According to joint statements following each round of talks, the discussions were “frank and in-depth,” and both countries agreed to continue engaging in exploratory talks in the future.
“Now the third round [of talks] is possible. We may meet with [Egyptian] Foreign Minister Shoukry and others,” the Turkish top diplomat said, adding that no date has been set so far.
Cavusoglu said on Thursday that a reciprocal reappointment of ambassadors is possible, and the will exists on both sides to normalise ties.
Egypt’s relations with Turkey have been strained – with no shared ambassadors – since the 2013 ouster of Egypt’s late Islamist president Mohamed Morsi, who was backed by the government of Turkish President Recep Tayyip Erdogan.

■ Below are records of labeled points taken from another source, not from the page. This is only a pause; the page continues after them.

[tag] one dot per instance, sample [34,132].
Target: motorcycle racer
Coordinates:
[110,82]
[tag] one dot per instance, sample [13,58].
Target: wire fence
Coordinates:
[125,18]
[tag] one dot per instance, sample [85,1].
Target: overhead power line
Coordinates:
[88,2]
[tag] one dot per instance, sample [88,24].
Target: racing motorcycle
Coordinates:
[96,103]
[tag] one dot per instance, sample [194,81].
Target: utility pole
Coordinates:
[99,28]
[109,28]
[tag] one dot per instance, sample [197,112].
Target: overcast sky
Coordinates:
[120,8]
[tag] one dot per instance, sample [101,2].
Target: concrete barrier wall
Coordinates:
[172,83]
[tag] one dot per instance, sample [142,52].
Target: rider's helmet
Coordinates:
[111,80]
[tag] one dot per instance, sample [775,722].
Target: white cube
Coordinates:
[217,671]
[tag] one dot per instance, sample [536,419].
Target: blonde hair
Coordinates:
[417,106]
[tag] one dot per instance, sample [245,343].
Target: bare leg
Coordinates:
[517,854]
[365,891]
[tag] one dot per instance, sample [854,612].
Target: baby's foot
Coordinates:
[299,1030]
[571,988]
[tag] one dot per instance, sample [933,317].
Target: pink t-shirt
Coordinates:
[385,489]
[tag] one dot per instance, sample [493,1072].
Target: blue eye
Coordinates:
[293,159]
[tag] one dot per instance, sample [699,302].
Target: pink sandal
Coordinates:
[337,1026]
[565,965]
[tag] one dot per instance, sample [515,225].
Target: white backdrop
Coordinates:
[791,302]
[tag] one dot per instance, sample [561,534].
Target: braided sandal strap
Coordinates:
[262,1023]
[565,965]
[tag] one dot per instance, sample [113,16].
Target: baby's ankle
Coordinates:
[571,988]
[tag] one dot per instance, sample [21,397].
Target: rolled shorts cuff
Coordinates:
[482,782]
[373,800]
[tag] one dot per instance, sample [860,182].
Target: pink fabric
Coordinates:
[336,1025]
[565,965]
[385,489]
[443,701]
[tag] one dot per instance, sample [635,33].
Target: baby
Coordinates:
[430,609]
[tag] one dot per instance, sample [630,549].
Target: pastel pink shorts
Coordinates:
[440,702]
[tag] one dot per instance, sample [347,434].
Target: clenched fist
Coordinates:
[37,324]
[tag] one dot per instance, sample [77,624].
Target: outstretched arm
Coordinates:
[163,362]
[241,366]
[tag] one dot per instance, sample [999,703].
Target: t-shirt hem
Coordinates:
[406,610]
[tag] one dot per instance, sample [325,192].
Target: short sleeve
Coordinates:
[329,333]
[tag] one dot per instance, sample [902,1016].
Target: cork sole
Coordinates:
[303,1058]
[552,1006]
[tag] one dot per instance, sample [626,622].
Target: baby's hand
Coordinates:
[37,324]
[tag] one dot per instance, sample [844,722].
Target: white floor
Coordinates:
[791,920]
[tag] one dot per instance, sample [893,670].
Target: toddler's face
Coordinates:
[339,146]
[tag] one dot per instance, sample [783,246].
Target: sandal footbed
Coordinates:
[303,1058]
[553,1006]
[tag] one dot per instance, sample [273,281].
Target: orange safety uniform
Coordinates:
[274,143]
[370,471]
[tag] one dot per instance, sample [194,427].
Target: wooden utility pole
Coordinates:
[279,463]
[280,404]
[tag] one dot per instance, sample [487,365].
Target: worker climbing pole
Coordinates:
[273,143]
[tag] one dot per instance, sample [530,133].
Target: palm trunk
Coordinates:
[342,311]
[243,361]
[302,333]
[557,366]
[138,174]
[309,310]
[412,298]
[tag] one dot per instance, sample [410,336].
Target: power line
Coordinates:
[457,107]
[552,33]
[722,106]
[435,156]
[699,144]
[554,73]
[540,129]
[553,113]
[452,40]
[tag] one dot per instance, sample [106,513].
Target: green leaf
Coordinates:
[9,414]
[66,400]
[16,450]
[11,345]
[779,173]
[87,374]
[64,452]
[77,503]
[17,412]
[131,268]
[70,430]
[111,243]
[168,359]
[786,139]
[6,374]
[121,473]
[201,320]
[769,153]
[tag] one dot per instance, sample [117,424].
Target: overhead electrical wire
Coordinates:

The rift between the two countries then continued to widen, most notably when Turkey voiced its opposition to the 30 June Revolution of 2013 and its condemnation of Egypt’s judicial sentences against members of the Muslim Brotherhood, which Egypt designated a terrorist organisation in 2013.
Egypt has also slammed Turkey for harbouring members and leading figures of the Muslim Brotherhood and allowing them to voice their anti-Egyptian government rhetoric on Turkish TV channels.
This is in addition to Turkey’s military presence in Libya, a country that shares a 1,115 kilometre-long-border with Egypt and the stability of which is viewed as critical to Egypt’s national security.
In late May, following the first round of talks with Turkey, FM Shoukry affirmed the need for Egyptian interests to be preserved and for Turkey to not interfere in Egypt’s domestic affairs.
Egypt seeks to reach a point where there is “clear political ground” that meets the needs of both Egypt and Turkey, in the event the exploratory talks between the two countries yield positive results, Shoukry said at the time.
Cavusoglu’s comments today come nearly a week after his remarks that Ankara “will soon” take additional steps to normalise relations with Egypt, building upon the steps it has already taken.